This is just a WAG but what the hell. Jon Lewis wrote:
I've got this private line DS3. It connects cisco 7206 routers in Orlando (at our data center) and in Ocala (a colo rack in the Embarq CO).
According to the DLR, it's a real circuit, various portions of it ride varying sized OC circuits, and then it's handed off to us at each end the usual way (copper/coax) and plugged into PA-2T3 cards.
Are you sure that they are not crossing some channels in the middle and accidentally handing them to a different customer? You mention above that various portions of the DS3 ride different transport circuits in the middle. That always creates the potential for someone to not put it back together correctly on either end. I've seen DLCs get crossed before. I could easily see a transport provider crossing portions of a circuit, especially if they break it into pieces in the middle and have to put it back together on the ends. I think it makes sense too. Somebody's getting traffic off a T1 that isn't destined for them. Their router sees it, says WTF and sends a ICMP dest unreachable via their default route through Sprint. Same thing goes for a traceroute; it simply follows its default route to reply to your packets with the expiring TTL. Taking a path through a different provider would be expected since it doesn't have a connected route to the source of the traceroute (since it's not the far end of your T1 that you're expecting). The site getting your crossed T1 could be using the T1 as a PtP to a branch office and has Internet through a different circuit that hasn't been hosed. I would be curious to hear if Sprint is having any problems with a circuit connected to sl-bb20-dc-6-0-0.sprintlink.net, what the router is and if any directly connected customers are having T1 problems. If nothing else Sprint should be able to track down the source of the traceroute return packets and contact the customer. The T1 could be part of a bundle at their site and they may not even realize that the bundle dropped a path.
Last Tuesday, at about 2:30PM, "something bad happened." We saw a serious jump in traffic to Ocala, and in particular we noticed one customer's connection (a group of load sharing T1s) was just totally full. We quickly assumed it was a DDoS aimed at that customer, but looking at the traffic, we couldn't pinpoint anything that wasn't expected flows.
Are you sure that the traffic being received by each of the T1s is their's?

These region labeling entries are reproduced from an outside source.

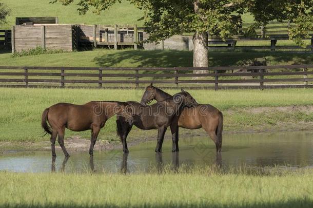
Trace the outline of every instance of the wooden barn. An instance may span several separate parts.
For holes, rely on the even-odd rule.
[[[12,27],[12,50],[14,53],[41,46],[71,51],[86,45],[115,49],[121,46],[137,49],[142,46],[143,37],[143,32],[138,31],[135,26],[125,29],[117,25],[23,24]]]
[[[71,51],[72,25],[19,25],[12,29],[12,52],[41,46],[43,48]]]

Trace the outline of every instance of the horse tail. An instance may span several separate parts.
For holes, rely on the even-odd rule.
[[[51,128],[48,123],[48,113],[49,112],[49,108],[46,108],[44,111],[44,112],[43,112],[43,116],[42,116],[41,126],[45,130],[45,132],[46,133],[44,136],[46,135],[47,134],[49,134],[50,135],[52,134]]]
[[[218,141],[217,143],[217,150],[219,152],[221,152],[222,148],[222,131],[223,131],[223,114],[222,112],[219,112],[219,124],[217,129],[217,135],[218,136]]]

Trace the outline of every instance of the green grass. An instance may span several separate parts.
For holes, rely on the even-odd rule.
[[[166,91],[171,94],[178,92],[173,89]],[[311,89],[188,91],[200,103],[211,104],[222,112],[230,111],[224,114],[224,129],[226,130],[249,130],[265,124],[271,126],[280,122],[313,122],[311,112],[253,114],[240,111],[247,107],[312,105]],[[143,90],[135,89],[1,88],[0,108],[4,110],[0,111],[0,141],[47,141],[48,136],[41,137],[41,114],[46,108],[54,104],[84,104],[91,100],[138,101],[143,93]],[[100,132],[100,139],[118,141],[115,136],[115,127],[113,117]],[[88,138],[89,134],[89,131],[78,133],[67,130],[66,137],[80,135]],[[131,134],[129,137],[131,139],[134,136]]]
[[[3,0],[11,9],[11,15],[8,18],[7,24],[3,28],[9,29],[15,25],[15,17],[31,16],[58,16],[60,24],[86,24],[90,25],[113,25],[115,24],[134,24],[139,26],[142,22],[138,20],[141,17],[142,12],[136,9],[128,2],[122,1],[121,4],[113,5],[110,9],[96,15],[89,11],[85,15],[80,15],[76,4],[79,1],[68,6],[63,6],[60,3],[49,4],[51,0]]]
[[[121,4],[112,6],[109,10],[97,15],[92,12],[92,8],[85,15],[80,15],[77,11],[79,2],[74,0],[74,3],[63,6],[60,3],[49,4],[51,0],[2,0],[11,10],[8,18],[8,23],[2,29],[11,28],[15,25],[15,17],[58,16],[60,24],[86,24],[90,25],[120,25],[134,24],[142,26],[143,21],[138,21],[143,12],[123,0]],[[244,14],[243,19],[246,22],[253,22],[251,15]]]
[[[268,65],[311,64],[313,54],[282,52],[209,52],[211,66],[235,66],[242,61],[266,58]],[[190,67],[192,52],[177,50],[144,51],[97,49],[72,53],[41,54],[13,58],[11,53],[0,53],[3,66]]]
[[[311,207],[311,171],[267,176],[0,173],[1,207]]]

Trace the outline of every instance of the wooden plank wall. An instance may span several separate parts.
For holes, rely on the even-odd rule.
[[[23,25],[26,23],[32,23],[34,24],[58,24],[57,17],[16,17],[16,25]]]
[[[67,51],[73,50],[72,25],[46,25],[45,27],[46,48]]]
[[[41,26],[17,26],[14,27],[14,45],[15,52],[35,48],[42,44]],[[13,37],[12,37],[13,38]]]
[[[34,49],[37,46],[68,51],[73,50],[71,25],[23,25],[15,26],[14,28],[15,52]]]

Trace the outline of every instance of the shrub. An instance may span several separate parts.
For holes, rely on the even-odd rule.
[[[16,52],[13,54],[13,57],[21,57],[27,55],[35,55],[42,54],[61,53],[65,52],[61,49],[52,50],[43,48],[41,46],[37,46],[36,48],[28,50],[22,50],[21,52]]]

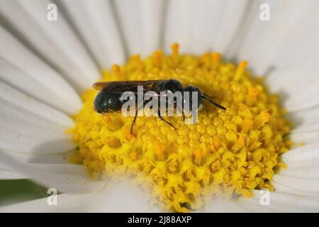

Do you have any way to getting flows or packets off of individual T1s and not the bundle as a whole? Tracing through you to your upstream...
7 andc-br-3-f2-0.atlantic.net (209.208.9.138) 47.951 ms 56.096 ms 56.154 ms 8 ocalflxa-br-1-s1-0.atlantic.net (209.208.112.98) 56.199 ms 56.320 ms 56.196 ms 9 * * *
Circuit gets crossed onto the wrong customer. Wrong site received a packet with an expiring TTL and goes to send a reply. Destination IP isn't on a connected route so the site sends the reply via it's default route on Sprint.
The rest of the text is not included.